The following letter to the editor by ITLA President Kathy C. Byrne was published in the Chicago Daily Law Bulletin on May 7, 2024.
Imagine you are terminally ill with blood cancer acquired from chemical exposure at work, wondering how to assure your teenage children that they will be okay without you. Or you and your husband of 55 years were rear-ended on the expressway and your husband died in your arms. You are now an 80-year-old widow suffering from the trauma of that accident. Or you’re an active retiree who fractured a hip when the casino bus prematurely closed its door on you. You’re healing, but you’re 96 years old and realistic. None of these people have much time left.
Illinois, and at least four other states, recognize the harsh reality of age, infirmity and terminal illness and have established trial setting preference statutes and rules that allow the aged and ill to have their lawsuits heard before they die. Our system of justice protects citizens under principles of both law and equity, and this is one area where those principles are identical. Nothing is more fundamentally American than having your day in court.
The mother with lymphoma seeks to tell the jury that she worries for her kids, that she was just doing her job, that she is a good mother, and she is so, so scared.
The widow deserves to tell the jurors of her long partnership with her husband and best friend, how she held him until the paramedics took his body away, how she can’t sleep, because when she does, she has nightmares about the crash.

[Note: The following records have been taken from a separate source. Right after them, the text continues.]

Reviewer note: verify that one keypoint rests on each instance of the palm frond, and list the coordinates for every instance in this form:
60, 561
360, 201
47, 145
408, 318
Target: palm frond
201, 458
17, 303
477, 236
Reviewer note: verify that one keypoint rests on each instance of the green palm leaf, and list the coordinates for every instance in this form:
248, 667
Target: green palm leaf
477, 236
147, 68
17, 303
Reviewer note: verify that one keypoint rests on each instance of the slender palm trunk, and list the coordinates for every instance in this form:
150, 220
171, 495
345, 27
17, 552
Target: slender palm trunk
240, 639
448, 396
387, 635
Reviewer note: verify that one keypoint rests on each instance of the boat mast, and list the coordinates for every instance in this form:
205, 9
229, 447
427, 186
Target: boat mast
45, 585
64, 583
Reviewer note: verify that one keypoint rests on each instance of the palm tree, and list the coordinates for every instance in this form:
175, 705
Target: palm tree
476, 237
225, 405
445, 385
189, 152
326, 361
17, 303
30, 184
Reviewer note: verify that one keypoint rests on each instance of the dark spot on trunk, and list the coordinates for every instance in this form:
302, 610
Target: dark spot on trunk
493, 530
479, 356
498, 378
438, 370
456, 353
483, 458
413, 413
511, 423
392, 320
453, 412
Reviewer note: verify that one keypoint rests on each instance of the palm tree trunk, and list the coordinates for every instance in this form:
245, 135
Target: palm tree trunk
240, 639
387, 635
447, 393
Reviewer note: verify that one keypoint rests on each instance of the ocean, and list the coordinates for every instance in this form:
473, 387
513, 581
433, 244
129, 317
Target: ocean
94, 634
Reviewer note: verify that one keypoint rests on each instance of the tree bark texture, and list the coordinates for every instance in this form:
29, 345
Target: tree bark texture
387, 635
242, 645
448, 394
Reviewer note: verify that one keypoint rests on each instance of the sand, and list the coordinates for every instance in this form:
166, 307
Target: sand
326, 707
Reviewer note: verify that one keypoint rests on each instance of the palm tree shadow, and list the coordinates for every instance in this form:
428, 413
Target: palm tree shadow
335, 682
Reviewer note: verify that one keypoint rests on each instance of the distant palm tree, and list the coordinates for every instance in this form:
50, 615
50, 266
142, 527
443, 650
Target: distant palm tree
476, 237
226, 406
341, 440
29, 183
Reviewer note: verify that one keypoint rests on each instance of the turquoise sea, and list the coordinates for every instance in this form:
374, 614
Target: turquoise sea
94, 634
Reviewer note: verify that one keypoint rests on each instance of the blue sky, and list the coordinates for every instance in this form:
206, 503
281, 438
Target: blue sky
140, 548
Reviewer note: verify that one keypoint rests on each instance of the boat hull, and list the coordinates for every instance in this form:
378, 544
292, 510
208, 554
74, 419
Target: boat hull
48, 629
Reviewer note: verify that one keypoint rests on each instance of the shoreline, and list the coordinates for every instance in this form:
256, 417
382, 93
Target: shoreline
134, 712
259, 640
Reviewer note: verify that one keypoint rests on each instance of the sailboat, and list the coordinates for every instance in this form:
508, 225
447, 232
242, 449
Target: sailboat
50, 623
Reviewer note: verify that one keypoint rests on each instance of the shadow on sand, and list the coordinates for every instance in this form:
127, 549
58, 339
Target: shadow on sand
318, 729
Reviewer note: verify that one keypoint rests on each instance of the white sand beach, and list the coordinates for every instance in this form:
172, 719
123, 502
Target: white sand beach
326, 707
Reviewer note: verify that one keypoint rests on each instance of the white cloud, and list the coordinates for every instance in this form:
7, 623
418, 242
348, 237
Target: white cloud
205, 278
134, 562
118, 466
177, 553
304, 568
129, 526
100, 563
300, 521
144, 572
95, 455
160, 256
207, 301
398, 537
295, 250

And our gambling, rambling friend deserves to have his case heard because the odds are he’s not going to be around much longer.
It’s fair, it’s equitable, it’s decent. It is justice.
The Illinois preference statute based on advanced age has been on the books since 1990 and was recently amended to include the surviving spouse in a wrongful death action (like the widow above) and physical hardship, which covers terminal illness. It requires trial to take place one year from the time the motion for preference is granted. There has been no resultant litigation earthquake.
But now lawyers for a group of chemical companies are attacking the constitutionality of the preference statute. True to its nickname “Servants of the Damned” the Jones Day law firm has given notice to the Illinois Attorney General that it intends to challenge the constitutionality of 735 ILCS 5/2-1007.1, inexplicably arguing that it infringes upon the court’s control of its own docket. Jones Day ignores that the statute requires a hearing and places the burden on the plaintiff to prove his right to preference. It is also a slap at our courts to imply that they would not use their equitable power to grant such relief to a qualifying plaintiff.
Litigation is long. Sick and injured plaintiffs are exhausted after years of discovery and pretrial motions. But until now, I have never agreed with my clients when they’ve sadly said, “They’re just trying to drag this out until I’m dead.” There’s simply no other plausible reason for this repugnant challenge.